“Não te deixes destruir…
Ajuntando novas pedras
e construindo novos poemas.
Recria tua vida, sempre, sempre.
Remove pedras e planta roseiras e faz doces. Recomeça.
Faz de tua vida mesquinha
um poema.
E viverás no coração dos jovens
e na memória das gerações que hão de vir.
Esta fonte é para uso de todos os sedentos.
Toma a tua parte.
Vem a estas páginas
e não entraves seu uso
aos que têm sede.”
(Cora Coralina)
A natureza tem, na mudança das estações, a certeza de que irá florir de novo e sempre. Assim é – ou deveria ser – o desenvolvimento infantil. A criança, como as árvores, precisa da segurança, da previsibilidade, da confiança para poder crescer, experimentar e se perceber no mundo. É por meio de cada nova descoberta que ela se des-cobre, se mostra e se coloca diante de si e do outro. Ela desvenda enquanto se reconhece.
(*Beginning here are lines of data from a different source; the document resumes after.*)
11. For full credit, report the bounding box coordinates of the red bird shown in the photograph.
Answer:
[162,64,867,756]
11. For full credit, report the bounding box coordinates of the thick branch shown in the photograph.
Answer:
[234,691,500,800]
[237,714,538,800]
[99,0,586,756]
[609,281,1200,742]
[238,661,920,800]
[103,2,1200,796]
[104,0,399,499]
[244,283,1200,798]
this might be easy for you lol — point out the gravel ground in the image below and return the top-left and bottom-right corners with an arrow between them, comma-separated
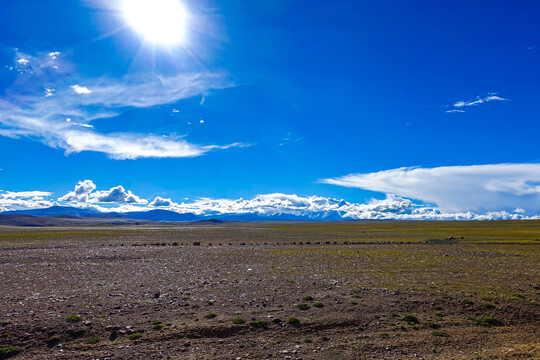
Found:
0,223 -> 539,359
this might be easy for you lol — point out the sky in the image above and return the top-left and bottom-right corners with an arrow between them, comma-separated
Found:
0,0 -> 539,220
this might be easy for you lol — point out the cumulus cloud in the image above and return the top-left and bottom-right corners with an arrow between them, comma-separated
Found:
59,180 -> 147,204
59,180 -> 97,202
149,196 -> 175,207
321,163 -> 540,213
0,50 -> 247,159
93,186 -> 147,204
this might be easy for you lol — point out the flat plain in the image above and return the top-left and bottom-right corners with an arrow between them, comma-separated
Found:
0,221 -> 539,359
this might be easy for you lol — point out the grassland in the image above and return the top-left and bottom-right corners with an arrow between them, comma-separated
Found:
0,221 -> 538,359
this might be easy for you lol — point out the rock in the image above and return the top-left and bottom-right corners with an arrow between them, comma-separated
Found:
109,331 -> 118,341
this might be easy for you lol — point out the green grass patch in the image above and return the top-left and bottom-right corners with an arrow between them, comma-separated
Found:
249,320 -> 268,328
424,321 -> 440,329
288,317 -> 300,325
402,315 -> 419,324
0,347 -> 22,359
432,330 -> 449,337
85,337 -> 100,344
66,314 -> 82,323
129,333 -> 143,340
232,318 -> 245,324
475,316 -> 503,327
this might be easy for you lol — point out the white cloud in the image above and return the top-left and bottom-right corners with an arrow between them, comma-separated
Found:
48,51 -> 61,59
446,109 -> 465,113
0,190 -> 55,211
59,180 -> 97,202
2,178 -> 539,220
93,185 -> 147,204
2,191 -> 53,199
149,196 -> 174,207
44,88 -> 55,97
452,93 -> 508,108
71,85 -> 92,94
17,58 -> 30,65
59,180 -> 147,204
322,163 -> 540,213
58,190 -> 539,221
0,50 -> 246,159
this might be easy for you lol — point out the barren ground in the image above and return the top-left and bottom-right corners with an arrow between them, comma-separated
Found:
0,221 -> 539,359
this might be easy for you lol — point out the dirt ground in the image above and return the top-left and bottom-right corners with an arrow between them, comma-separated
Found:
0,221 -> 539,359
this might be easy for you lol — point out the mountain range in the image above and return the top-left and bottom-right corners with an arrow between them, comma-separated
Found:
0,205 -> 329,226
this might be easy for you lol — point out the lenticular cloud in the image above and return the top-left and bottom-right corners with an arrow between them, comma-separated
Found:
322,163 -> 540,213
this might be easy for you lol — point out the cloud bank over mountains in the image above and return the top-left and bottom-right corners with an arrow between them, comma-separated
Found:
2,165 -> 540,220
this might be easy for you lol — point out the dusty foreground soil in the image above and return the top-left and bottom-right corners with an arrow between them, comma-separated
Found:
0,222 -> 539,359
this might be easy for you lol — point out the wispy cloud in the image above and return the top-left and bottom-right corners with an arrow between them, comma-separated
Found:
321,163 -> 540,213
453,94 -> 507,108
0,190 -> 55,210
0,50 -> 247,159
446,93 -> 508,113
279,132 -> 301,146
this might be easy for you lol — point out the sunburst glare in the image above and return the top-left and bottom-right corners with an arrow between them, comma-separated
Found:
122,0 -> 188,45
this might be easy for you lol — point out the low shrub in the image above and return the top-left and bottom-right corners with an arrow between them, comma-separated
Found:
402,315 -> 419,324
475,316 -> 503,327
249,320 -> 268,328
288,317 -> 300,325
66,315 -> 82,323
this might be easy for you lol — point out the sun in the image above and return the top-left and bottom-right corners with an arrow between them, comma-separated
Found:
122,0 -> 188,45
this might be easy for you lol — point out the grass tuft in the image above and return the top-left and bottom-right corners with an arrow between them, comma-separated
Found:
85,337 -> 100,344
432,330 -> 450,337
129,333 -> 143,340
402,315 -> 419,324
66,314 -> 82,323
475,316 -> 503,327
288,317 -> 300,325
232,318 -> 246,324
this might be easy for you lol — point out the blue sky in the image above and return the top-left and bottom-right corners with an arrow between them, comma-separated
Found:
0,0 -> 539,219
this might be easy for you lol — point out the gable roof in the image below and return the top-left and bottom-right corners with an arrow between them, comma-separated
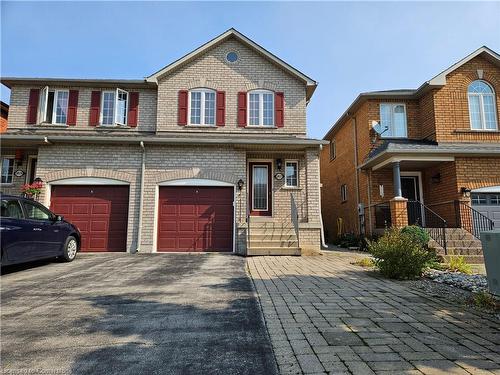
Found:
146,28 -> 318,100
324,45 -> 500,140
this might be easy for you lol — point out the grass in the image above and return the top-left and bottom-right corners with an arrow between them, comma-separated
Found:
351,257 -> 375,268
447,256 -> 473,275
471,291 -> 499,311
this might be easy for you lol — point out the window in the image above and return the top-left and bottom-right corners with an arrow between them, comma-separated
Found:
1,157 -> 14,184
22,201 -> 52,221
330,139 -> 336,161
468,80 -> 498,130
471,193 -> 487,205
226,51 -> 238,63
340,184 -> 347,202
100,88 -> 129,126
285,161 -> 298,187
379,103 -> 407,138
189,89 -> 215,125
1,199 -> 23,219
38,87 -> 69,125
248,90 -> 274,126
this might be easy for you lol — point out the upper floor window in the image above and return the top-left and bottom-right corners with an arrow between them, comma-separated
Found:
468,80 -> 498,130
39,87 -> 69,125
101,89 -> 128,125
330,139 -> 336,161
340,184 -> 347,202
189,89 -> 215,126
379,103 -> 407,138
285,161 -> 299,188
1,157 -> 14,184
248,90 -> 274,126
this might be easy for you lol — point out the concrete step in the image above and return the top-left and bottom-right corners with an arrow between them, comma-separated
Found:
248,240 -> 298,248
246,247 -> 301,256
249,228 -> 297,236
441,255 -> 484,264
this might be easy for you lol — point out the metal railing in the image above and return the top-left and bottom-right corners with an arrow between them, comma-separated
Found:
457,201 -> 494,239
407,200 -> 447,253
246,205 -> 251,249
291,195 -> 300,249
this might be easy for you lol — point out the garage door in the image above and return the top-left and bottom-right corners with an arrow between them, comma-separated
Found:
472,192 -> 500,229
158,186 -> 233,252
51,185 -> 129,252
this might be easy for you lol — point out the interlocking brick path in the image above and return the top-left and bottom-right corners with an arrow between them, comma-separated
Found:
248,253 -> 500,375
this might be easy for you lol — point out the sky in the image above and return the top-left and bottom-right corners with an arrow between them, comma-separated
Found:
1,1 -> 499,139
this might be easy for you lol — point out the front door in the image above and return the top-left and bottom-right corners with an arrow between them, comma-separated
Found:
249,162 -> 272,216
27,157 -> 37,184
401,176 -> 423,225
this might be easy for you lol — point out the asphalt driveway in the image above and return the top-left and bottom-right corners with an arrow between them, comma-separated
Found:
1,253 -> 277,375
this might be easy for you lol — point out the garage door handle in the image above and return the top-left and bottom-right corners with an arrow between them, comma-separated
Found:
33,227 -> 42,231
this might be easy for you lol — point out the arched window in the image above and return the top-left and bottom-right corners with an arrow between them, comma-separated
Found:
467,80 -> 498,130
248,90 -> 274,126
189,88 -> 215,125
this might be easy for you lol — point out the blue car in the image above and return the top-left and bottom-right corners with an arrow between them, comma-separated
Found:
1,194 -> 80,266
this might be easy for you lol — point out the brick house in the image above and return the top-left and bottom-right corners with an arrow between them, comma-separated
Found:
0,101 -> 8,133
321,46 -> 500,258
1,29 -> 326,255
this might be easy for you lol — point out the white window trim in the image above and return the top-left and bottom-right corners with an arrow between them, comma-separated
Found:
38,86 -> 49,123
52,90 -> 69,125
247,90 -> 274,127
252,164 -> 269,211
99,89 -> 129,126
468,81 -> 498,131
285,160 -> 299,188
1,156 -> 15,185
37,87 -> 69,125
380,103 -> 408,138
188,88 -> 216,126
340,184 -> 347,202
330,139 -> 336,161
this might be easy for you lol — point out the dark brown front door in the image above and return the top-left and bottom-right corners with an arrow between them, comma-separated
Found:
249,162 -> 272,216
50,185 -> 129,252
157,186 -> 234,252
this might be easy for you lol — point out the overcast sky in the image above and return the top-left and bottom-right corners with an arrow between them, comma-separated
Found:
2,1 -> 499,138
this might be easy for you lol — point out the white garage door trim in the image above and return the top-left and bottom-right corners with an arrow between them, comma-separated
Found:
472,186 -> 500,193
153,179 -> 237,253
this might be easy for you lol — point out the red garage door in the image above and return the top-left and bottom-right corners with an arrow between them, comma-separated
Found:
158,186 -> 233,252
51,185 -> 129,252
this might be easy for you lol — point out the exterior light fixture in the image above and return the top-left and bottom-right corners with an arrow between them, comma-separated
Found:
431,173 -> 441,184
276,158 -> 282,171
461,187 -> 472,198
237,179 -> 244,190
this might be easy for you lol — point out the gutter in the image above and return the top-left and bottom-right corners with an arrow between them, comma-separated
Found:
318,144 -> 328,248
136,141 -> 146,253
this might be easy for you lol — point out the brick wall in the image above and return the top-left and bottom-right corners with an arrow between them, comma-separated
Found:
7,85 -> 157,132
156,38 -> 308,135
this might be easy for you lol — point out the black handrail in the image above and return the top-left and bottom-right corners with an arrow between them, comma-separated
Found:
458,201 -> 494,239
407,200 -> 447,254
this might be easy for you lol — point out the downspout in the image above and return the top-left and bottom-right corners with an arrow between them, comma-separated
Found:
136,141 -> 145,253
352,117 -> 361,234
318,145 -> 328,248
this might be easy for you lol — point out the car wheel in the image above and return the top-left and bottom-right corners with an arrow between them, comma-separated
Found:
62,236 -> 78,262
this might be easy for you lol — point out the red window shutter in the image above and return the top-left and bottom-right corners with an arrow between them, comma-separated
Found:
66,90 -> 79,126
237,92 -> 247,127
216,91 -> 225,126
27,89 -> 40,124
89,91 -> 101,126
178,90 -> 188,126
275,92 -> 284,128
127,92 -> 139,127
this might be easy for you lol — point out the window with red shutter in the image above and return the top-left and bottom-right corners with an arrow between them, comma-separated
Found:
127,92 -> 139,127
27,89 -> 40,124
89,91 -> 101,126
216,91 -> 225,126
66,90 -> 79,126
237,92 -> 247,127
275,92 -> 284,128
178,90 -> 188,126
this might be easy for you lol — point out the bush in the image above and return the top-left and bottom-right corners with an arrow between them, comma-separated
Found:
338,232 -> 361,248
368,228 -> 435,280
448,256 -> 473,275
351,257 -> 375,268
401,225 -> 430,248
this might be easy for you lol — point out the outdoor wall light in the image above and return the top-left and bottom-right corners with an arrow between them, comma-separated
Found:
461,187 -> 472,198
237,179 -> 244,191
431,173 -> 441,184
276,158 -> 283,171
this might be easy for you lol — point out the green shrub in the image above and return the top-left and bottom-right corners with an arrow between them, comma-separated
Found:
401,225 -> 430,247
472,291 -> 499,311
351,257 -> 375,267
368,228 -> 435,280
448,256 -> 473,275
338,233 -> 361,248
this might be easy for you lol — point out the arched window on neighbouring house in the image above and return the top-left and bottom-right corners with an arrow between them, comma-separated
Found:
467,80 -> 498,130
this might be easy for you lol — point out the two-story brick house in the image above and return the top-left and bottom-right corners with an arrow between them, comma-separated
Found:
321,46 -> 500,258
1,29 -> 326,255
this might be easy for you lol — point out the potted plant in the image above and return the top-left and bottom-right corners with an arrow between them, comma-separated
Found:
21,179 -> 44,200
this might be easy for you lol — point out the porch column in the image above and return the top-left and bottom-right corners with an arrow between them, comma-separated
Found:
392,161 -> 402,198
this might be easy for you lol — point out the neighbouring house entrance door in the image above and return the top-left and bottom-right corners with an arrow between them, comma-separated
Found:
401,176 -> 423,225
249,162 -> 272,216
27,157 -> 37,184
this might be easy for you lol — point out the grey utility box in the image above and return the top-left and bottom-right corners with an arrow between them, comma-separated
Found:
481,229 -> 500,296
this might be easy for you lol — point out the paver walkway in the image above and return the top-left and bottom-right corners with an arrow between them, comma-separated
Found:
248,252 -> 500,375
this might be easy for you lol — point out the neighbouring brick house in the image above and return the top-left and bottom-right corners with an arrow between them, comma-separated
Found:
1,29 -> 326,255
0,101 -> 8,133
321,46 -> 500,259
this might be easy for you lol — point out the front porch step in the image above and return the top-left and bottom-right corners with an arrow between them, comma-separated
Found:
249,240 -> 298,248
441,255 -> 485,264
246,247 -> 301,256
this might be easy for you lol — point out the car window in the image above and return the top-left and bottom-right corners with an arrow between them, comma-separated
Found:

Para isso, a segurança e a confiança no seu entorno, no seu jardim, são como adubo, capaz de nutrir a criança na sua jornada de aquisição de habilidades, conhecimento e autonomia, permitindo seu desabrochar cognitivo, físico e emocional. Para ser livre é preciso estar seguro.
Então, a partir dessa reflexão sobre o desenvolvimento infantil, segurança, liberdade e autonomia que te convido para conversarmos ao longo deste texto. No artigo, vamos olhar também para além da infância, costurando como essa apropriação de si e do mundo, no início da vida, se desdobra e atravessa o comportamento humano ao longo dos anos. Vamos lá?
O papel da autonomia no desenvolvimento infantil
Para começar a tecer nossa conversa por aqui, gostaria de destacar o papel da autonomia no desenvolvimento infantil e as formas de possibilitá-la no cotidiano das crianças.
Dessa maneira, adquirir autonomia é adquirir insumos para gozar de uma vida na qual a pessoa é consciente de si, de sua presença no mundo e de suas ações.
Neste sentido, quando se promove condições de aquisição de autonomia desde o início da vida, o desenvolvimento humano pode se dar com maior robustez, com raízes que são capazes de chegar mais fundo, proporcionando uma estrutura de ser – física, emocional e psicológica – mais preenchida e plena.
Diante dessa formação de ser que se estrutura de forma autônoma desde a infância, o sujeito, ao longo de sua vida, terá maior capacidade de decidir por si mesmo e de compreender a si, ao mesmo tempo em que é capaz de prestar atenção ao seu redor, de perceber seu meio, e de atuar nele com mais segurança, confiança e equilíbrio.
A segurança como fonte de autonomia no desenvolvimento infantil
Nesse nosso entrelaçamento sobre desenvolvimento infantil e autonomia, destaco neste típico, em especial, a segurança. Para que uma criança possa explorar o mundo e se reconhecer nele enquanto ser atuante, é fundamental que ela se sinta segura. Acredito que seja importante reforçar que desenvolver autonomia em uma criança não significa deixá-la sozinha para “se virar”.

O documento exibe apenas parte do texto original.